O Sanchez mais falso é sempre o mais real. Ou vice-versa, o Sanchez mais verdadeiro é sempre o mais falso. Por isso são deliciosas aquelas entrevistas com expressões ao mesmo tempo calorosas e contritas, com tom fingido de intimidade, olhar baixo, olhos de cordeiro abatido. … e parece que ela nunca quebrou um prato. São como programas de rádio noturnos, onde só falta Jesus Quintero, que o incomodava com seus silêncios constrangedores ou com aquelas perguntas descontextualizadas como a que fez uma noite a Antonio Gala: “Você conheceu um homem?” – quando falou sobre sonhos literários. Em discursos como o de ontem perante Gemma Njerga, o Presidente recorda Mario Conde dos seus melhores dias; um retrato muito solene de um homem importante, sobrecarregado pelas suas responsabilidades, mas orgulhoso do seu estatuto ético. A mesma excelente forma de parecer modesto sob o perfil de uma pessoa de alto escalão em uma pose discreta.

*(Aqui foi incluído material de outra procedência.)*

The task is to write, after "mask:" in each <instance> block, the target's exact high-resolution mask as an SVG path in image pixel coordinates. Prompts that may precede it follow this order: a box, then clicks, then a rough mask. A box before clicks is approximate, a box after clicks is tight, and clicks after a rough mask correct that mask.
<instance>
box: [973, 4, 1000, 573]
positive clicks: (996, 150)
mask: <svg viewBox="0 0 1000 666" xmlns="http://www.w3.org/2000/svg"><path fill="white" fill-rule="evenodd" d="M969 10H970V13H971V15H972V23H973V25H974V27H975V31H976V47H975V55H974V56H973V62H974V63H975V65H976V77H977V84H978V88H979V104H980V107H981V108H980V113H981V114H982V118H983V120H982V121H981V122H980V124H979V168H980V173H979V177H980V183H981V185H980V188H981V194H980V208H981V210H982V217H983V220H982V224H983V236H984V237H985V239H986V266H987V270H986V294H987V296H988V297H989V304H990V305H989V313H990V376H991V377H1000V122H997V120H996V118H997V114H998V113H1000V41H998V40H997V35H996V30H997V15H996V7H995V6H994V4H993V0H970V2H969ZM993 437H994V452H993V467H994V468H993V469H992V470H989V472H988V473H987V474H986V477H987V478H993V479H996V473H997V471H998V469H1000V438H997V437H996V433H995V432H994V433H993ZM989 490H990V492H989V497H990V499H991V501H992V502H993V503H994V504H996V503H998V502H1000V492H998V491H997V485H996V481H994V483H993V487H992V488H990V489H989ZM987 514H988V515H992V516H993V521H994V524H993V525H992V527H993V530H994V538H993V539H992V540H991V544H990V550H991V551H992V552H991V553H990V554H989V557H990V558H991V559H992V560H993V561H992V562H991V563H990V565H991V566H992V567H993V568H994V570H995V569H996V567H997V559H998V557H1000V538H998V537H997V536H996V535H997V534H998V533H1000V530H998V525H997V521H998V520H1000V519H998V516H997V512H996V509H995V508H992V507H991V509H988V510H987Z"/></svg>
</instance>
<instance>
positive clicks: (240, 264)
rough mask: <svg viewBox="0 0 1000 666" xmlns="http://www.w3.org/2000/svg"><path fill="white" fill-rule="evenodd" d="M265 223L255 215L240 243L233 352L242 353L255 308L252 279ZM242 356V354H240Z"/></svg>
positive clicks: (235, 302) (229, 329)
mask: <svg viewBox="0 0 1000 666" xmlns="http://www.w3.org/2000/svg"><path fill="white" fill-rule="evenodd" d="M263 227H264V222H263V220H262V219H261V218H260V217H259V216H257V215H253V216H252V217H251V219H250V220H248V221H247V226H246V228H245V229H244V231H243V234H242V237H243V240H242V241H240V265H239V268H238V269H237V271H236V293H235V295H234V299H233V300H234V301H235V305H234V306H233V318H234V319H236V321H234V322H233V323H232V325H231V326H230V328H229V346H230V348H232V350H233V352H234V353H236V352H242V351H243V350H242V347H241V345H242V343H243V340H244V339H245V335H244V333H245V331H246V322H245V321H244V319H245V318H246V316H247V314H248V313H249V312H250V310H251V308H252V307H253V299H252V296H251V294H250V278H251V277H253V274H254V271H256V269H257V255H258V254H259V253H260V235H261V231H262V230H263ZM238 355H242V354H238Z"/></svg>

É preciso arrumá-los para apresentar Abalos como o “grande desconhecido”, um homem que pode ganhar sua confiança e traí-lo com a frieza distorcida com que se atinge um amigo. Disse isso com a voz triste, com uma expressão dolorosa, com um rosto arrependido, como se lamentasse sinceramente não ter notado a enganosa condição humana do sujeito que percorreu quarenta mil quilômetros de estrada com ele e sentou-se ao lado dele por três anos no Conselho de Ministros. Como ele poderia saber que sua mão direita não poderia igualar a superioridade moral da esquerda? Quem lhe dirá que o seu mais fiel pretoriano, o disciplinado executor das tarefas mais delicadas e secretas, levou uma vida paralela tão dissoluta e desonesta? E como suportar agora esse desconforto, sendo alvo de ameaças e chantagens de um homem respeitado e que sempre foi considerado o mais leal dos colaboradores, o mais leal dos militantes?
Quase deram vontade de abraçá-lo, de sentir pena de seu sofrimento. Que dor incompreensível de um líder político o obrigou a suportar silenciosamente a intransigência dos seus adversários, a ingratidão ou infidelidade dos seus colegas, a solidão do poder, a falta de compreensão dos cidadãos, o peso avassalador do governo. Tanta dedicação e tanto esforço para acabar numa bolha de isolamento, rodeada de conspirações e desconfianças, bode expiatório da raiva do povo. Ele é um verdadeiro desconhecido, condenado pela escravidão de sua posição a projetar nas pessoas uma imagem de poder para esconder as decepções causadas por sua dedicação à sua causa. Graças a Deus que de vez em quando ele consegue se mostrar como é e como se sente em uma conversa sincera. O tipo de diálogo em que você deixa alguns traços emergentes do seu autorretrato. Pedro no seu ser oculto, revelado sem maquilhagem, sem máscaras, sem enganos.